StormHarvester, a "eureka moment" concept established in 2012 by Brian Moloney when he was working as a civil engineer in Queensland, has developed a smart control system which reduces the volume of mains water required by new buildings.
It also decreases the volume of sewage that overflows from drainage networks into rivers, lakes and the sea by using rainfall forecasts to regulate stormwater and wastewater networks, and is currently being installed in major developments across Northern Ireland and Britain.
The system is being used by Hillsborough Castle and Gardens and a landmark property on London's Grosvenor Square, and StormHarvester is now working directly with water utilities around the UK and Europe to reduce network overflows and protect the environment.
Mr Moloney said: “Sewage overflow is becoming an increasing issue in urban areas, due to outdated sewerage networks. Our new product takes core principles and expertise in water forecast drainage control and applies this to regulate entire urban sewage networks effectively.
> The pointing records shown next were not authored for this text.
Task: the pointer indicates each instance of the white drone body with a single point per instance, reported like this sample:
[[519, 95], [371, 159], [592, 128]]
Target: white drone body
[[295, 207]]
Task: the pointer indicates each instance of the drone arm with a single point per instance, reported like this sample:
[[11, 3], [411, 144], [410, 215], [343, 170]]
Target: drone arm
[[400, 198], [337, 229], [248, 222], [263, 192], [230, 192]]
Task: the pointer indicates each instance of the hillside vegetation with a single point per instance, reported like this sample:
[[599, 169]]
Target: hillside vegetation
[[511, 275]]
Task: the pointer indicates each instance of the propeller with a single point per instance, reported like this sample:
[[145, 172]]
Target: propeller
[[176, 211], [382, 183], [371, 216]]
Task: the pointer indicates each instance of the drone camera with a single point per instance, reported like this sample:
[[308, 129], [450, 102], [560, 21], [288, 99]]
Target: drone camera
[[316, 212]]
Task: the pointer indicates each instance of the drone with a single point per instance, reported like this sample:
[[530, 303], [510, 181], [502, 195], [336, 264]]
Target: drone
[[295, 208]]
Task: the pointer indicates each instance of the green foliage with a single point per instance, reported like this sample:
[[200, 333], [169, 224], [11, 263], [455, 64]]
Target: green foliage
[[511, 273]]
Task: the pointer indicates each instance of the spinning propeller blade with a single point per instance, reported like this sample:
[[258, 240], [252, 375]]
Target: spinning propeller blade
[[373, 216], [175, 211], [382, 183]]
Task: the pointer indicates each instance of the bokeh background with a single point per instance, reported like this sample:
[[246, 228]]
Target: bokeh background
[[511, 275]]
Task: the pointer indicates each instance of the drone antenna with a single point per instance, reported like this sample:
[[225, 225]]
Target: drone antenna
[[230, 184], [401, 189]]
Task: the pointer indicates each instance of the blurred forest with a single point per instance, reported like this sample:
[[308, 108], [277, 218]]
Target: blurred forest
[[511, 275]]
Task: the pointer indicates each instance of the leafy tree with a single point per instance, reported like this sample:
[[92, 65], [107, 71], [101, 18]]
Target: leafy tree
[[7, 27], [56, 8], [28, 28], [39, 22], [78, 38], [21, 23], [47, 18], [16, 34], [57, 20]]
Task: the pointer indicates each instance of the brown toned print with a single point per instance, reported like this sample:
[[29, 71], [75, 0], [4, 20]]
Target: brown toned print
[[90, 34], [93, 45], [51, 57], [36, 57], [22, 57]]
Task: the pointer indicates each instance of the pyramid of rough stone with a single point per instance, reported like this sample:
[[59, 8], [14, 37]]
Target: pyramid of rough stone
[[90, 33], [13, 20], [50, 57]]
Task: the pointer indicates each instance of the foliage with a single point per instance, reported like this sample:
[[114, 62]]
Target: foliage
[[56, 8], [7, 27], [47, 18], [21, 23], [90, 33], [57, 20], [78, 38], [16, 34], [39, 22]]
“Our cloud-based system is designed to make drainage systems ‘smart', allowing users to proactively take preventive action to decrease flooding and damage.”
Invest NI has offered the company £121,000 of assistance towards R&D, as well as trade support to visit new markets.
The agency's innovation and R&D director Dr Vicky Kell said: “StormHarvester, which we have supported since it participated in our Propel programme, has created an innovative system that has the potential to significantly reduce the impact of flooding and sewage leakage on the environment.
“This recent R&D investment has enabled it to gain greater insights into how the growing population and urbanisation are impacting climate change and, hence, flooding.”
As well as participating in Invest NI's Propel Pre-Accelerator programme in 2016, StormHarvester has also availed of a £300,000 investment from TechStart equity funding, part of Invest NI's Access to Finance suite of debt and equity funds.